Esa 'criba' la hacen los (sobrecargados) centros de atención primaria. "Tras la pandemia, sobre todo en gente joven, vemos una oleada de consultas por problemas de adaptación a acontecimientos vitales, que en el Manual Diagnóstico y Estadístico de los Trastornos Mentales (DSM-5) no se registran como patología", señala Alberto Barroso, médico de familia del CAP Sant Martí de Provençals. "Muchos entran a consulta y dicen: ‘Buenos días, vengo a que me vea el psicólogo’ –relata–, y acaba siendo un problema de la vida. Los médicos y enfermeras de primaria hacemos un papel que antes hacía el mosén". Eso, cuando se dispone de 7 a 10 minutos por visita. Solo el 24% de los casos se derivan a centros de salud mental.

La falta de tiempo (y la presión del consultante también) les ha empujado a menudo a la sobreprescripción de psicofármacos, aupando a España en el podio de la medicalización del malestar. "Estamos percibiendo una falta de sentido de la realidad, de entender que la vida da disgustos y que hay que aprender a tolerarlos". Desde hace un año, los CAP catalanes han encontrado cierto alivio con la aparición de la figura del referente en bienestar emocional comunitario (REBEC) –400 en total– para manejar el asunto. "Prefiero que haya falsas alarmas", valora Alexandra Ducà, la referente del CAP Ramon Turró. "Se trata de prevenir, de fortalecer a la población –explica–. Nuestra labor es hacer un abordaje grupal, trabajar con recursos del barrio y hacer talleres en escuelas sobre autoestima y autoimagen, entre otros, para que no se llegue a la medicalización".

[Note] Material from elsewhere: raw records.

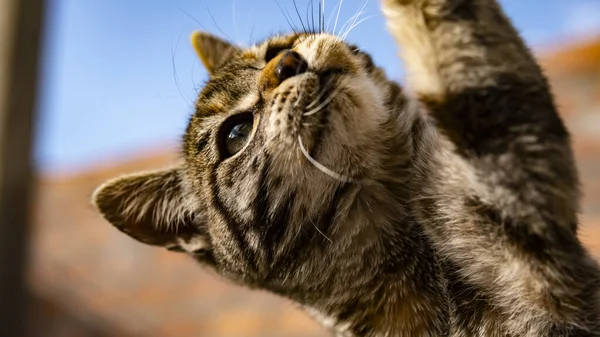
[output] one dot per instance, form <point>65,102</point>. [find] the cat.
<point>449,210</point>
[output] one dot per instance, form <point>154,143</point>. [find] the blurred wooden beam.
<point>20,39</point>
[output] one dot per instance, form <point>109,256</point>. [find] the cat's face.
<point>285,137</point>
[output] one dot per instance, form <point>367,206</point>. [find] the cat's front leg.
<point>497,186</point>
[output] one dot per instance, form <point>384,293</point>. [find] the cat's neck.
<point>397,291</point>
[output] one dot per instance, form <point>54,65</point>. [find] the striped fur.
<point>451,213</point>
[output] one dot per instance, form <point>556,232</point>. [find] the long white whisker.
<point>318,230</point>
<point>355,25</point>
<point>356,17</point>
<point>319,166</point>
<point>337,17</point>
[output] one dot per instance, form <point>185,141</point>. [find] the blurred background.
<point>116,83</point>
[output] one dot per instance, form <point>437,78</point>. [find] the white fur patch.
<point>194,244</point>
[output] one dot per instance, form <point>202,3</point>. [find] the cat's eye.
<point>235,133</point>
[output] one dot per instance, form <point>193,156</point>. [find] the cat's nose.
<point>290,65</point>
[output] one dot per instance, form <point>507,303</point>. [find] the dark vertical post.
<point>20,40</point>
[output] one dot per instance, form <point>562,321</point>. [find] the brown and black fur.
<point>452,210</point>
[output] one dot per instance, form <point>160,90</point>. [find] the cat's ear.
<point>153,208</point>
<point>213,51</point>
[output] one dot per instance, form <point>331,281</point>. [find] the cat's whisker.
<point>287,17</point>
<point>337,17</point>
<point>320,232</point>
<point>320,166</point>
<point>354,18</point>
<point>355,25</point>
<point>299,17</point>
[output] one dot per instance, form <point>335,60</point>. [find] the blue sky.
<point>120,77</point>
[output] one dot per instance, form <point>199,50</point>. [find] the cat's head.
<point>289,139</point>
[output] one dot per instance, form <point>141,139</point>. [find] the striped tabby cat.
<point>309,174</point>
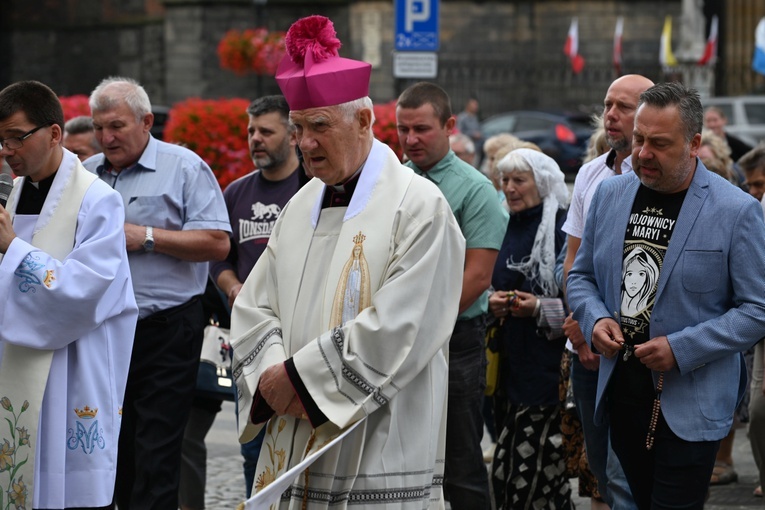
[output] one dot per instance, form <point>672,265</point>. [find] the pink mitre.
<point>312,74</point>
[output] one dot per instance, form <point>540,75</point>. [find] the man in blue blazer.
<point>669,286</point>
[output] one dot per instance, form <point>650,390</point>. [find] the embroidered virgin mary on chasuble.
<point>347,314</point>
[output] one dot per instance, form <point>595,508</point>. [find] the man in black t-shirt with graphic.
<point>668,284</point>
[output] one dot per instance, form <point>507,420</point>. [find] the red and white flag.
<point>710,51</point>
<point>617,58</point>
<point>571,48</point>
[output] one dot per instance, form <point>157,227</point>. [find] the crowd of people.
<point>361,292</point>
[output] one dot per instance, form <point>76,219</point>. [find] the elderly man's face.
<point>333,147</point>
<point>661,157</point>
<point>422,136</point>
<point>121,136</point>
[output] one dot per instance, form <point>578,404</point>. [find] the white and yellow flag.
<point>666,57</point>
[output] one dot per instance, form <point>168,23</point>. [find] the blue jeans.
<point>466,482</point>
<point>674,474</point>
<point>612,484</point>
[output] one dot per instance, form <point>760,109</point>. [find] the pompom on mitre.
<point>315,34</point>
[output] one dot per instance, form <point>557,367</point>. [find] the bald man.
<point>619,107</point>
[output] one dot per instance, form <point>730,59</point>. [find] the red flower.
<point>384,127</point>
<point>75,106</point>
<point>217,131</point>
<point>252,50</point>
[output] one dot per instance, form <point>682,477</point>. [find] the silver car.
<point>746,116</point>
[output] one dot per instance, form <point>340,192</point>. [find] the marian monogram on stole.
<point>353,293</point>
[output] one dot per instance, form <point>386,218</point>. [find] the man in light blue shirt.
<point>175,222</point>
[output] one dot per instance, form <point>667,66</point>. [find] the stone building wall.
<point>508,53</point>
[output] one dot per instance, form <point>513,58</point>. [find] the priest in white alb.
<point>348,313</point>
<point>67,315</point>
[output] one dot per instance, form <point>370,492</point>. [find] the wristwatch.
<point>148,242</point>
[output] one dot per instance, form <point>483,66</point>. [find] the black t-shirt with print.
<point>652,221</point>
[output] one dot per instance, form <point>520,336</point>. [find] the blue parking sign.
<point>417,25</point>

Y en primera línea también están los psicólogos. Pocos, indica el Col.legi Oficial de Psicologia de Catalunya: la media de profesionales que trabajan en la red sanitaria pública en Europa es de 18 por cada 100.000 habitantes (incluidos los países del Este), mientras que en Catalunya son 9 por cada 100.000. Están ahí para reducir la brecha entre los que tienen las puertas abiertas de la industria de las terapias y los servicios de 'coaching' –las consultas más baratas cuestan 50 euros la sesión– y los que no.

Tengo ansiedad, qué bipolar: el 'boom' del lenguaje del trauma (también) banaliza la salud mental.

El porqué del malestar

El psiquiatra Pérez Solá suele acabar sus conferencias con una diapositiva de 'Los Simpson' y pregunta al auditorio cuál de los miembros de la familia creen que gastará más en psiquiatras. Lisa gana por goleada. "Hemos creado una generación de 'lisas' y les hemos exigido que sean felices toda la vida". O en palabras de Óscar Pino, del Col·legi Oficial de Psicologia de Catalunya, "en plena construcción de su identidad, cuando necesitan la aprobación de sus iguales, se ven presionados a través de las redes a una autoexigencia para estar siempre perfectos; mientras todo va bien, no hay problema, pero cuando se tuerce, no dan una respuesta resiliente".

Desde las 'conselleries' de Salut y Educació –las escuelas también están desbordados con el malestar de los jóvenes– están montando un programa de alfabetización emocional para incluirla el año que viene en el currículum de Secundaria. Pero los expertos van más allá. El médico de familia Alberto Barroso reclama mejorar los recursos comunitarios (bibliotecas, espacios deportivos). Y el psicólogo Óscar Pino considera que hace falta mejorar los condiciones sociales: "trabajos que no sean precarios, viviendas dignas, tiempo para hacer deporte" son los que, finalmente, son los que ponen en riesgo la salud mental de la población.